From fc18f7bed12f58100c3a5eef3dbae29c9a26f18a Mon Sep 17 00:00:00 2001
From: Jeff Tang <mrjefftang@users.noreply.github.com>
Date: Wed, 15 Apr 2015 17:42:33 -0400
Subject: [PATCH 1/3] OpenSSL 1.0.2 Compatibility

- Perform the time comparison in python to fix #192
- Add root cert has_expired test
- Self sign test cert to fix issue in #149
- Change test case to verify digest of a valid certficate
---
 OpenSSL/crypto.py           |  9 +++++----
 OpenSSL/test/test_crypto.py | 15 +++++++++++++--
 2 files changed, 18 insertions(+), 6 deletions(-)
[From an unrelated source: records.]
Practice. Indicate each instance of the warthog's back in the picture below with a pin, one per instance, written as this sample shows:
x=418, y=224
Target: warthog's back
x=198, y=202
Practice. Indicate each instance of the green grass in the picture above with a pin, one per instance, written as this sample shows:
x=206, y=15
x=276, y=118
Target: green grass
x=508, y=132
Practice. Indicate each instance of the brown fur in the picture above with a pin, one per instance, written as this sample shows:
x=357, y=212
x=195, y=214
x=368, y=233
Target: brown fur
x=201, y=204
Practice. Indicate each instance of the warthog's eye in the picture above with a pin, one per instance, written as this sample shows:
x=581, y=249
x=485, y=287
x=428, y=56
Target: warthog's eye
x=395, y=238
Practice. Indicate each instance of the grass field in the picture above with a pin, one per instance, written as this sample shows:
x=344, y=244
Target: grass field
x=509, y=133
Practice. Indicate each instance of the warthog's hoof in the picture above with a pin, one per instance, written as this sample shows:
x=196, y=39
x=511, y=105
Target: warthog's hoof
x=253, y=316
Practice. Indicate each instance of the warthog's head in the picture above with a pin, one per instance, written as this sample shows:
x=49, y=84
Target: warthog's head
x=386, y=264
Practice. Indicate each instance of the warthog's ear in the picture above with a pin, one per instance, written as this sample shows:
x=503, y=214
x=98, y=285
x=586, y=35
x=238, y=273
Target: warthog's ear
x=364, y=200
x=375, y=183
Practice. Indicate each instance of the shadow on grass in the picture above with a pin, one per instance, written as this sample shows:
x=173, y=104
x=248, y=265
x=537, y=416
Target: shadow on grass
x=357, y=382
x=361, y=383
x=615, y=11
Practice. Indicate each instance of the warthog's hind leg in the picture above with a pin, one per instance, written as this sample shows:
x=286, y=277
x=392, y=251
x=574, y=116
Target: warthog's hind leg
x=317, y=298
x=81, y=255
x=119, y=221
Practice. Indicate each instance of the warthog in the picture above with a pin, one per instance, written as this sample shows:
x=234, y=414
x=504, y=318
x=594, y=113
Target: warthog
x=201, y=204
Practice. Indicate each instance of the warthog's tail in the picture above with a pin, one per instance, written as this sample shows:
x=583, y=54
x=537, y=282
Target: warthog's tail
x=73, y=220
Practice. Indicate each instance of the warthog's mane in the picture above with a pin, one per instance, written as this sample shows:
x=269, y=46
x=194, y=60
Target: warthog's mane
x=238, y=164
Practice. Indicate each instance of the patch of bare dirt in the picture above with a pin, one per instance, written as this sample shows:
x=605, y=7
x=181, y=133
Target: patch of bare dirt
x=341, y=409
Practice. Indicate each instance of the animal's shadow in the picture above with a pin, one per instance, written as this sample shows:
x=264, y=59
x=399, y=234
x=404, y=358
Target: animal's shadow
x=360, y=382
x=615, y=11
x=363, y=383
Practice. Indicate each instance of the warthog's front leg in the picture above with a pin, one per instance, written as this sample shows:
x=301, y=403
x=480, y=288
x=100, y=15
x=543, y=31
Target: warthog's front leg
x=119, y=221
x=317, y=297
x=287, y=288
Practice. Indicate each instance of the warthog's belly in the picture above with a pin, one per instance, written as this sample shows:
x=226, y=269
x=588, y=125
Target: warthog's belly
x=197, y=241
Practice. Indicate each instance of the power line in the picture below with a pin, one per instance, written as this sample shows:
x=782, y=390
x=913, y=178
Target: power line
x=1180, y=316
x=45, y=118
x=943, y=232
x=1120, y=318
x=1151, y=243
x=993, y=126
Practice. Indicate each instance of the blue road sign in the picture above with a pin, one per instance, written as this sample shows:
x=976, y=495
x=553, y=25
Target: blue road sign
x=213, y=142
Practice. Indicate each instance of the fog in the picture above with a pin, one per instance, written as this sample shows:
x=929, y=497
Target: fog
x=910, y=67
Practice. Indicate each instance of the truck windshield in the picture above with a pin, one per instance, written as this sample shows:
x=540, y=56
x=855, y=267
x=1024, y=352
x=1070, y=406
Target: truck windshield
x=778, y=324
diff --git a/OpenSSL/crypto.py b/OpenSSL/crypto.py
index c7bdabc0c..1b1058eda 100644
--- a/OpenSSL/crypto.py
+++ b/OpenSSL/crypto.py
@@ -1,5 +1,6 @@
-from time import time
+from time import time, strptime
 from base64 import b16encode
+from calendar import timegm
 from functools import partial
 from operator import __eq__, __ne__, __lt__, __le__, __gt__, __ge__
 from warnings import warn as _warn
@@ -1161,10 +1162,10 @@ def has_expired(self):
         :return: True if the certificate has expired, false otherwise
         """
         now = int(time())
-        notAfter = _lib.X509_get_notAfter(self._x509)
-        return _lib.ASN1_UTCTIME_cmp_time_t(
-            _ffi.cast('ASN1_UTCTIME*', notAfter), now) < 0
+        notAfter = self.get_notAfter().decode('utf-8')
+        notAfterSecs = timegm(strptime(notAfter, '%Y%m%d%H%M%SZ'))
 
+        return now > notAfterSecs
 
     def _get_boundary_time(self, which):
         return _get_asn1_time(which(self._x509))
diff --git a/OpenSSL/test/test_crypto.py b/OpenSSL/test/test_crypto.py
index 73e9cc7ef..b81745138 100644
--- a/OpenSSL/test/test_crypto.py
+++ b/OpenSSL/test/test_crypto.py
@@ -1562,19 +1562,29 @@ def test_has_not_expired(self):
         cert.gmtime_adj_notAfter(2)
         self.assertFalse(cert.has_expired())
 
+    def test_root_has_not_expired(self):
+        """
+        :py:obj:`X509Type.has_expired` returns :py:obj:`False` if the certificate's not-after
+        time is in the future.
+        """
+        cert = load_certificate(FILETYPE_PEM, root_cert_pem)
+        self.assertFalse(cert.has_expired())
+
 
     def test_digest(self):
         """
         :py:obj:`X509.digest` returns a string giving ":"-separated hex-encoded words
         of the digest of the certificate.
         """
-        cert = X509()
+        cert = load_certificate(FILETYPE_PEM, root_cert_pem)
         self.assertEqual(
             # This is MD5 instead of GOOD_DIGEST because the digest algorithm
             # actually matters to the assertion (ie, another arbitrary, good
             # digest will not product the same digest).
+            # Digest verified with the command:
+            # openssl x509 -in root_cert.pem -noout -fingerprint -md5
             cert.digest("MD5"),
-            b("A8:EB:07:F8:53:25:0A:F2:56:05:C5:A5:C4:C4:C7:15"))
+            b("19:B3:05:26:2B:F8:F2:FF:0B:8F:21:07:A8:28:B8:75"))
 
 
     def _extcert(self, pkey, extensions):
@@ -1587,6 +1597,7 @@ def _extcert(self, pkey, extensions):
         cert.set_notAfter(when)
 
         cert.add_extensions(extensions)
+        cert.sign(pkey, 'sha1')
         return load_certificate(
             FILETYPE_PEM, dump_certificate(FILETYPE_PEM, cert))
 

From 9142391adab91cf9b4d4ad2dd1ac4a6a3dd68103 Mon Sep 17 00:00:00 2001
From: Jeff Tang <mrjefftang@users.noreply.github.com>
Date: Wed, 15 Apr 2015 18:10:07 -0400
Subject: [PATCH 2/3] Revert out has_expired fix

---
 OpenSSL/crypto.py | 9 ++++-----
 1 file changed, 4 insertions(+), 5 deletions(-)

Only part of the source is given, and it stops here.